Archaeologists have unearthed the oldest fish hooks found in a grave, and they're challenging the idea that most of the fishing work in the Indonesian region thousands of years ago was only carried out by men.

Dating back to the Pleistocene 12,000 years ago, the hooks were part of the grave goods of a burial on Indonesia's Alor Island, carefully arranged under the chin and around the jaw of the deceased - who the researchers think was a woman.

They're not the oldest fish hooks ever recovered - that honour goes to circular rotating fish hooks found in Okinawa, dating back 23,000 years. They are, however, the oldest found in a burial.

"These are the oldest known fish-hooks associated with mortuary practices from anywhere in the world and perhaps indicate that fishing equipment was viewed as essential for transition to the afterlife in this area," said study leader Sue O'Connor, an archaeologist at the Australian National University.

People aren't usually buried with random objects. Archaeological grave goods mean something - whether they were items owned by the person, items that they might need in the afterlife, or a combination of both purposes. But they do usually have some relationship with the person's life.

As is common for island communities, the people of Alor Island probably relied heavily on fishing for survival - indicated by the lack of other protein sources on the island.

The fish hooks seem to confirm this. In addition, the hooks in question are very finely made, indicating that the deceased was a person of status.

There were five hooks catalogued in the paper. Four of them are circular rotating hooks, made from the carved and polished shells of the commercial top-shell sea snail. They show signs of polishing to remove the outer layer to reveal the shimmering nacre beneath - perhaps to better attract fish.

They're almost circular, with one side (the shank) only slightly longer than the other, and wider in the middle, which gives the hook mechanical strength. They're not notched or drilled for a line; instead, the cord would have been lashed around the entire length of the shank and partially around the bend.

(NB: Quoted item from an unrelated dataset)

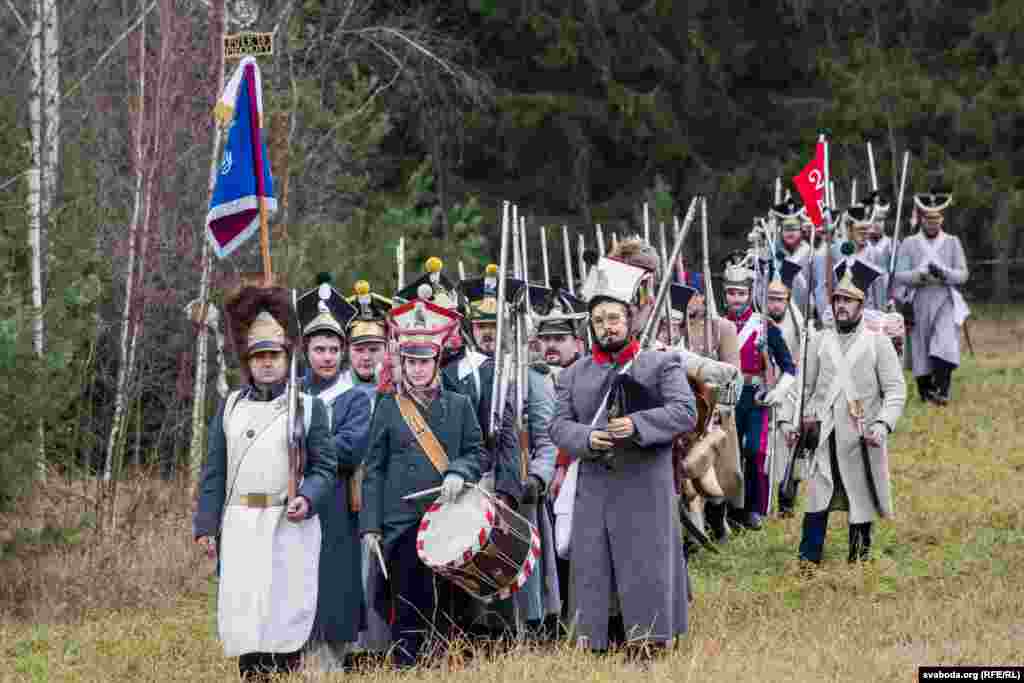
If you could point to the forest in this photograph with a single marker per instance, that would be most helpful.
(416, 120)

They were favoured around the world, the researchers said in their paper, for deep-sea fishing. As the name suggests, when the fish bit the hook, it would rotate in its mouth as it tried to swim away, compared to the more familiar J-shaped hooks, which need to be tugged to hook a fish.

However, the researchers propose that, rather than cultural diffusion, the hooks represent cultural convergence. In other words, the cultures that used this type of hook - which include Japan, Australia, Arabia, Mexico and Oceania - all developed it independently.

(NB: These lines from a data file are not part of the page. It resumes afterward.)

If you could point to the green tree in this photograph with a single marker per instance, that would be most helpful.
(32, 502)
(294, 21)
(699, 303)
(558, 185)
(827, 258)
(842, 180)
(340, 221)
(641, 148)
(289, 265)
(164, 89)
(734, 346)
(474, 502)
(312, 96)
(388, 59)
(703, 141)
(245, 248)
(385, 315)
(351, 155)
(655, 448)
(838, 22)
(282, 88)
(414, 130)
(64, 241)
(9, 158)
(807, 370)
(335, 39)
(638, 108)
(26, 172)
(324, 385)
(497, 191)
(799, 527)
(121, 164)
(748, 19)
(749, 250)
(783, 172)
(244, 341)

One of those J-shaped hooks was also found in the grave, broken, and the twin shell of a cockle was found under the skeleton's chin, drilled with a hole and showing evidence of once having been stained red, perhaps for a pendant.

There's also precedent for female fishers. Fish hooks dating back 1,000 years have been associated with Australian Aboriginal fisherwomen in Port Jackson, where both men and women fished - but men did the spear fishing and women did the hook-and-line fishing.

The entire skeleton couldn't be excavated, so the researchers could not be 100 percent certain it belonged to a woman, but what signs they could find indicated that it belonged to a female adult.

The also couldn't date the skeleton itself, instead radiocarbon dating charcoal that had been also found in the grave.

The research has been published in the journal Antiquity.